Читать «Поместье Арнгейм (пер. Михаил Энгельгардт)» онлайн - страница 3

Эдгар Аллан По

Эллисон не сделался ни музыкантом, ни поэтом, хотя вряд ли был на свете более страстный поклонник музыки и поэзии. Возможно, что при других обстоятельствах он занялся бы живописью. Ваяние, при всей своей поэтичности, слишком ограничено в средствах и действиях, почему и не могло увлечь его.

Я перечислил все области, в которых, по общему мнению, может развернуться поэтическое чувство. Но Эллисон находил, что самая богатая, самая подлинная, самая естественная, может быть, даже самая обширная область остается в непонятном пренебрежении. Никому не приходило в голову называть поэтом садовника; между тем, по мнению моего друга, устройство сада-ландшафта представляло великолепное поприще для истинной Музы. Здесь открывалось богатое поле для игры воображения в бесконечном сочетании форм новой красоты, так как начала, входящие в эти сочетания — прекраснейшие создания земли. В бесчисленных формах и красках цветов и деревьев он усматривал самые непосредственные и могущественные усилия природы к созданию физической красоты. Направлять и приводить в порядок эти усилия — или, точнее, приспособлять их к глазам, которые будут любоваться ими на земле — вот дело, на которое он решил употребить свое состояние, — осуществляя не только призвание поэта, но и возвышенные цели, ради которых божество одарило человека поэтическим чувством.
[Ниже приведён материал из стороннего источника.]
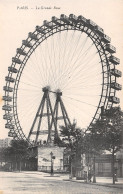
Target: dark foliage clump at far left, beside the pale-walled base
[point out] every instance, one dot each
(19, 156)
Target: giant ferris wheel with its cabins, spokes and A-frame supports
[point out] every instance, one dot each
(65, 70)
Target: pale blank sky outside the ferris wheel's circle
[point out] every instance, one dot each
(21, 16)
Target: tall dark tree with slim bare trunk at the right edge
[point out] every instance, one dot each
(111, 129)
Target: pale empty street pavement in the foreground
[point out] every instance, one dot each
(41, 183)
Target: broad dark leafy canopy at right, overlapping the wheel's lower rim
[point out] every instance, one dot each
(106, 133)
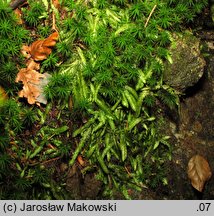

"Приспособлять их к глазам, которые будут любоваться ими на земле". Своим объяснением этих слов мистер Эллисон помог мне разрешить одну загадку, — я разумею тот факт (который могут отрицать разве невежды), что в природе не существует таких картин, какие может создать гениальный живописец. На земле нет такого рая, какой сияет перед нами на картинах Клода. В самых восхитительных естественных ландшафтах всегда найдется какой-нибудь недостаток или излишество, — много недостатков или излишеств. Отдельные части могут соперничать с величайшими созданиями искусства, но, в расположении этих частей всегда можно найти недостатки. Словом, на всей обширной земле не найдется такого естественного пейзажа, в "композиции" которого глаз артиста не открыл бы при упорном наблюдении черт, оскорбляющих чувство прекрасного. Обстоятельство совершенно непостижимое! Во всех других отношениях мы справедливо считаем природу образцом совершенства. В подробностях мы отказываемся соперничать с нею. Кто передаст краски тюльпана, или усовершенствует форму ландыша? Утверждая, что скульптура или портретная живопись скорее идеализирует природу, чем подражает ей, критика ошибается. Соединяя известные черты человеческой прелести, ваяние и живопись только приближаются к красоте живой и дышащей.